My research focuses on understanding the role of lysine acetylation, a reversible post-translational modification, in regulating cardiac mitochondrial protein functions. In particular, I seek to investigate the role played by a recently discovered mitochondrial acetyltransferase protein GCN5L1, which promotes lysine acetylation. The focus of my research revolves around understanding the role of GCN5L1 in regulating cardiac substrate utilization, redox homeostasis, mitochondrial bioenergetics, metabolism and autophagy in the aged heart. I hypothesize that GCN5L1 mediated acetylation of cardiac mitochondrial proteins regulates their function. Utilization of acetyl-proteomics coupled with LC-MS/MS will allow us to identify specific lysine sites that potentially regulate mitochondrial protein function and therefore overall cardiac function.
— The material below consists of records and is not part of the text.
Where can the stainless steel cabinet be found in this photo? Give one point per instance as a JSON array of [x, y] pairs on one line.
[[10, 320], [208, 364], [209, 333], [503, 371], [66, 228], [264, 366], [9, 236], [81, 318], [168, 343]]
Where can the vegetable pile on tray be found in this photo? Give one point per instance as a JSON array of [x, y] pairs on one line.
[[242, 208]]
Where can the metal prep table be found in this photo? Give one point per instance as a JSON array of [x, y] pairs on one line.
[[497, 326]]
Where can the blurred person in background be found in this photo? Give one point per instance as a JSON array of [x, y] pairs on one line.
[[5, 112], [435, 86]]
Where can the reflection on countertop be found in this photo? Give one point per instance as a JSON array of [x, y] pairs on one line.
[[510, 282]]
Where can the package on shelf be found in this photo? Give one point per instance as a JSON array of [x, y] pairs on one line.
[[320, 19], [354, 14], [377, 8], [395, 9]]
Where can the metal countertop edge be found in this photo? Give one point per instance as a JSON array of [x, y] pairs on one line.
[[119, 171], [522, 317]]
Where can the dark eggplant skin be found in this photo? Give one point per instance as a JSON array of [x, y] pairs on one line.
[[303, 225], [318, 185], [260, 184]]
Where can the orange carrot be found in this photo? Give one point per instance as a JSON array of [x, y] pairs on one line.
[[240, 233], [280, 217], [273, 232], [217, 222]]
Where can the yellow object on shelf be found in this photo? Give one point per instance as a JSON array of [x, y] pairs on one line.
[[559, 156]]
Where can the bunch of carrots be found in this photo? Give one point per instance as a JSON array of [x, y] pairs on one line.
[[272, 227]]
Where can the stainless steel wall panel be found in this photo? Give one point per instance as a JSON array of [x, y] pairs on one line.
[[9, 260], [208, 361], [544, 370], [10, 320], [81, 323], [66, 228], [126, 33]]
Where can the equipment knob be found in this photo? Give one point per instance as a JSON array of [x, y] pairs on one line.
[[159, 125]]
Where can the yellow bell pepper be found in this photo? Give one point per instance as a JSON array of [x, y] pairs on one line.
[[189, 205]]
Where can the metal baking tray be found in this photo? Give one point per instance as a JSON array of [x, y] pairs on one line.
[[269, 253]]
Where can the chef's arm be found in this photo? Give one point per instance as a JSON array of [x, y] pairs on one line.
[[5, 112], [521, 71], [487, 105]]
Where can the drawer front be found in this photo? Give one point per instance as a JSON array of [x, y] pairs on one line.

Dr. Zhang is currently studying the mechanism of GCN5L1, a mitochondrial acetyltransferase, in enhancing cardiac bioenergetics through retrograde activation of PGC-1α signaling in response to hemodynamic stress or exercise using cardiac specific GCN5L1 deficient mice.   As a cardiologist subspecializing in advanced heart failure and transplantation, and as a basic scientist studying cardiomyocyte biology, Dr. Zhang’s long-term career goal is to become a physician scientist,  focusing on reciprocal regulation of cardiac epigenetics and metabolism regulation in heart failure and exercise to discover a more effective treatment for heart failure.